Iovance Biotherapeutics, Inc. (NASDAQ: IOVA), a late-stage
biotechnology company developing novel cancer immunotherapies based
on tumor-infiltrating lymphocyte (TIL) technology, today reported
financial results from second quarter and first six months of 2019
and provided a corporate update.
“We have had a highly productive second quarter
at Iovance,” commented Maria Fardis, Ph.D., MBA, president and
chief executive officer of Iovance Biotherapeutics. “We presented
data for both melanoma and cervical programs at ASCO, met with the
FDA to define our registration path for LN-145, received
Breakthrough Therapy Designation for LN-145, and broke ground for
our commercial manufacturing facility. Based on FDA feedback, we
expect to submit a Biologics License Application (BLA) for LN-145
for advanced cervical cancer in late 2020. This time frame
potentially overlaps with the expected timing of a submission in
the advanced melanoma indication. In addition, we continue to
expand the Iovance team and build our corporate infrastructure in
anticipation of making TIL therapy broadly accessible to all
patients that may benefit from this treatment approach.”

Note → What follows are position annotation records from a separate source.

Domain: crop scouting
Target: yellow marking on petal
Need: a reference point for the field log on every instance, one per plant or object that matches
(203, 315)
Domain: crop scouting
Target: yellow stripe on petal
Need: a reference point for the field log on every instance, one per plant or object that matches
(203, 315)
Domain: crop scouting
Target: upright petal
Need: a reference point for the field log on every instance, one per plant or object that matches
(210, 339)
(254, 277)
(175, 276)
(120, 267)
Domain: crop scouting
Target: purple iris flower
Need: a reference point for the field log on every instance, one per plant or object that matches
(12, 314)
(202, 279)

Recent Achievements and Upcoming
Milestones
Clinical
- Data from the C-144-01 melanoma study and from the C-145-04
cervical cancer study were presented in June 2019 at the American
Society of Clinical Oncology (ASCO) annual meeting. Data from the
C-145-04 study in 27 patients demonstrated an objective response
rate (ORR) of 44 percent. At 7.4-month median follow-up, the median
duration of response (DOR) had not been reached. Interim results
from the C-144-01 study in 66 patients demonstrated an ORR of 38
percent. At 8.8-month median follow-up, median DOR had not been
reached.
- Enrollment for Cohort 4, the pivotal cohort of the C-144-01, is
on target for completion of enrollment in the first quarter of
2020.
- Study C-145-04 has been expanded to dose 75 patients to address
the expected sample size in anticipation of a BLA submission in
late 2020.
- The first patient has been dosed in the IOV-COM-202 study
evaluating TIL monotherapy or TIL plus pembrolizumab in patients
with melanoma, head and neck cancer, or non-small cell lung cancer
(NSCLC). The company has amended the protocol for IOV-COM-202 to
add an additional cohort to treat PD-1 naive NSCLC patients with
TIL and pembrolizumab. The total number of patients expected to
enroll in the study was increased to 48. This study has received
regulatory approval for conduct in EU and Canada.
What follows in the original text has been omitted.